I’ve generally tried to stay out of the tobacco debate, largely because I’m not a smoker and don’t feel strongly about smoking as such. But the ban on smoking in enclosed public spaces has already impacted on pubs and has been one of the factors that have contributed to pubs closing. The smoking ban has now been extended from enclosed public spaces to banning smoking in enclosed private spaces – cars, when children are present. My belief is that the longer-term goal of ‘public health’ is to ban smoking in the home when children are present, stopping-off along the way to test the water and condition public opinion to extending smoking bans more widely.
It seems another stopping-off point is smoking bans in open public spaces – and this is already proposed for beaches in Brighton and for city squares in Bristol. This is the kind of petty-Gauleiter activity you get when ‘public health’ is given to rinky-dink local government to play with. The latest public health sock puppet to jump on this particular bandwagon is the Royal Society for Public Health (RSPH). They are calling for the smoking ban to be extended to beer gardens, al fresco eating areas of restaurants, parks and outside school gates. RSPH go on to say smoking should be seen as “abnormal” and people needing a “fix of nicotine” should use e-cigarettes.
According to the BBC, Shirley Cramer, RSPH’s chief executive, said: “Children are hugely receptive to the behaviour of the adults around them. The sight therefore of individuals smoking at prominent locations risks teaching them that smoking is a normal and safe habit.
“We believe that banning smoking in these locations via an exclusion zone could further de-normalise smoking, ensuring that it is seen as an abnormal activity and potentially, prevent children and young people from beginning in the future.”

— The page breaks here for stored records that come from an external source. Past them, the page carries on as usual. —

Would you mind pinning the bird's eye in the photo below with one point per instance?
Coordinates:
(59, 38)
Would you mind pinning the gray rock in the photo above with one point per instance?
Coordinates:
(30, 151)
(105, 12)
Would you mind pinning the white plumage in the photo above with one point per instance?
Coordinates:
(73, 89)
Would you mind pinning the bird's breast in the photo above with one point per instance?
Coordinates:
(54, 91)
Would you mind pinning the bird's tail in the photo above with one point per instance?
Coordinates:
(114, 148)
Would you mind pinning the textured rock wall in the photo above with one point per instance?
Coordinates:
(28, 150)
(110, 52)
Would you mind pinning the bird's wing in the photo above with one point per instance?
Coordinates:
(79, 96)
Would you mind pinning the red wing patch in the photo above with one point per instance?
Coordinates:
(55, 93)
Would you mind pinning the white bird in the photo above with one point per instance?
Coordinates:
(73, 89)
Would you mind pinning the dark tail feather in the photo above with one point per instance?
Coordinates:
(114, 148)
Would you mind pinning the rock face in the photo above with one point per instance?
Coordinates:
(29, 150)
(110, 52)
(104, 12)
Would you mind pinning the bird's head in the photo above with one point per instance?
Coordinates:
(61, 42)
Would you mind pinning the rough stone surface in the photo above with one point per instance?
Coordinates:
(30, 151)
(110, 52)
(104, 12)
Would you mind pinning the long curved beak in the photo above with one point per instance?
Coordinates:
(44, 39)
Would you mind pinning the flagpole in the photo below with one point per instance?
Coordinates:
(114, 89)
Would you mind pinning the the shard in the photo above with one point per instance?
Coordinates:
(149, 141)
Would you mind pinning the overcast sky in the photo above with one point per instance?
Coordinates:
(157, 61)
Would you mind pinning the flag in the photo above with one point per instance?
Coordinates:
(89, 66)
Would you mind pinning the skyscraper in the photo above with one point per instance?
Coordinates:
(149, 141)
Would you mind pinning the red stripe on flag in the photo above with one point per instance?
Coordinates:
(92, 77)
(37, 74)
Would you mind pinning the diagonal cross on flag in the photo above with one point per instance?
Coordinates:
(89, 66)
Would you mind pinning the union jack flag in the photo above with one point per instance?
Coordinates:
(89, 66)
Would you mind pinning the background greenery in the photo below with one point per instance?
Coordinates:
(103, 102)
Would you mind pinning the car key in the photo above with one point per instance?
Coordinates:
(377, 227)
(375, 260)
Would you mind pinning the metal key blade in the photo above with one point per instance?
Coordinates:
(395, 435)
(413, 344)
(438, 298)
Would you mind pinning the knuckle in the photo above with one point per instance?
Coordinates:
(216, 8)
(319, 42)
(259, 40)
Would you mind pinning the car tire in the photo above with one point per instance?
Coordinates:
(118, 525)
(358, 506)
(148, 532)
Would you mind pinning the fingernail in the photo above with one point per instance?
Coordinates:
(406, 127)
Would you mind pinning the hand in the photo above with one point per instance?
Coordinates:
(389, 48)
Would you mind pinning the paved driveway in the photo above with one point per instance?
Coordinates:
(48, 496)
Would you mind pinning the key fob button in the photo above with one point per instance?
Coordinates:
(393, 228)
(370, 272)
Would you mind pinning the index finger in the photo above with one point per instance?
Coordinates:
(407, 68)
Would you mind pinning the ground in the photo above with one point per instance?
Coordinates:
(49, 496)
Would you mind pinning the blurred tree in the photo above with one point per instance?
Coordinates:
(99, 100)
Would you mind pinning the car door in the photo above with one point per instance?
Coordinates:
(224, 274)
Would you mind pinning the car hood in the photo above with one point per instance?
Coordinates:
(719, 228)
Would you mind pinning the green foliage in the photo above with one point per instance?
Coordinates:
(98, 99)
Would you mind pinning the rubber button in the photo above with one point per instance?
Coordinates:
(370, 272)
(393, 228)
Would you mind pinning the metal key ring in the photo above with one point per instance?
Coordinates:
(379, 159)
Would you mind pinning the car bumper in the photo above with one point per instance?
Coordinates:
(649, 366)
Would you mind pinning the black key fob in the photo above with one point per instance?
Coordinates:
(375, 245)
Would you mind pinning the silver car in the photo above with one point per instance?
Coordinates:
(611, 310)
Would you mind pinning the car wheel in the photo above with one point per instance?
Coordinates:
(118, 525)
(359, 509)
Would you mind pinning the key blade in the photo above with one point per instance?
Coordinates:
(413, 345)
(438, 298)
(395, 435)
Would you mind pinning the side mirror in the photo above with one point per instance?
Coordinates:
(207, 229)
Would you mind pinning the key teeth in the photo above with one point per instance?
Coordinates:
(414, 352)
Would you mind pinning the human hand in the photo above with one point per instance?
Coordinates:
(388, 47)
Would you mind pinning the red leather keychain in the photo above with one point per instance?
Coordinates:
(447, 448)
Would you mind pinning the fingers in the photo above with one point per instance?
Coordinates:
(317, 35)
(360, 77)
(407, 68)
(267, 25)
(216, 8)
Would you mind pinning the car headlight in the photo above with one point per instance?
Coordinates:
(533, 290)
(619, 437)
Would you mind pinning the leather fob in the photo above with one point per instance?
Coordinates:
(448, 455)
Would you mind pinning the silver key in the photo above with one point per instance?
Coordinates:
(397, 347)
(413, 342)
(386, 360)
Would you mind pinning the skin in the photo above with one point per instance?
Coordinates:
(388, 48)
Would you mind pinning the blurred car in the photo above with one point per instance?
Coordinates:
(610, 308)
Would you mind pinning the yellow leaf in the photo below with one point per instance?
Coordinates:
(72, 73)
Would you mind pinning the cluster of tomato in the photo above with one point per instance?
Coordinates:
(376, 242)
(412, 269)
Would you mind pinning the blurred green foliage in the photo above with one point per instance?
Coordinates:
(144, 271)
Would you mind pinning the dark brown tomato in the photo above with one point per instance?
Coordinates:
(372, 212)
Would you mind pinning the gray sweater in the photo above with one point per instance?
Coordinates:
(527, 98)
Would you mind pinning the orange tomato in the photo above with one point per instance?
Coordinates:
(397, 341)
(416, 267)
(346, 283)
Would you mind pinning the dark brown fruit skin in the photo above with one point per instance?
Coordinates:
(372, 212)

The end-game here is to ban smoking at home – what could be a more prominent place in which to influence children than the home? But with 22% of men and 19% of women smoking regularly it is not for government to decide what is or is not “normal”, and then to threaten people with fines or imprisonment if they depart from the norm by breaking a legally enforceable ban – particularly one introduced at the insistence of a bunch of obsessive cranks who seek to write moral prescriptions for everyone else. There is no longer any pretence that such banning measures are there to protect non-smokers from second-hand smoke - that was always just an excuse. The goal is “de-normalisation” as a kind of cultural form of prohibition.
Now where have I heard all this before? Well, think of the health lobby’s proposals on banning alcohol advertising. This is part of their strategy for de-normalising the drinking of beverage alcohol. Where smoking policy goes, alcohol policy is sure to follow. Smokers have been driven outside the pub, now they are being told that if they need a “nicotine fix” it must be from an e-cigarette. I’m beginning to think of smokers as a persecuted minority! But this measure can only discourage smokers from going to pubs.
One of the techniques that healthists use to de-normalise alcohol is to take the drinking of it completely out of its social and cultural context and say it is “just another drug”. In the United States we have seen the development of a powdered form of alcohol – a product called “Palcohol”. The US Alcohol and Tobacco Tax and Trade Bureau have approved this product, which, when mixed with 6 fluid ounces of water produces the same alcohol content as a standard mixed drink. The powders come in various flavours – vodka, rum and powderita – a margarita version.
I cannot imagine a worse development for our sector, or one that is more calculated to facilitate the portrayal of alcohol as just another drug. If you thought that healthists had a field day with “alcopops” wait until powdered alcohol hits the shops. Once we separate ethyl alcohol from beverage alcohol – from the tradition of craft and flavour, and the use of natural ingredients – then those of us who defend the drinking of beverage alcohol as a lawful and socially acceptable activity are placed in an untenable position.
Actually, when I said I can’t imagine a worse development for our sector than powdered alcohol - I take that back! We have also seen the development of alcohol vaping – inhale it as a vapour and it goes straight from the lungs to the brain and people get very drunk, very quickly. Currently the Home Office is consulting on whether powdered alcohol at least should be brought under the licensing regime. This type of product is already available online. I find myself in the slightly uncomfortable position of favouring a ban. Oh dear!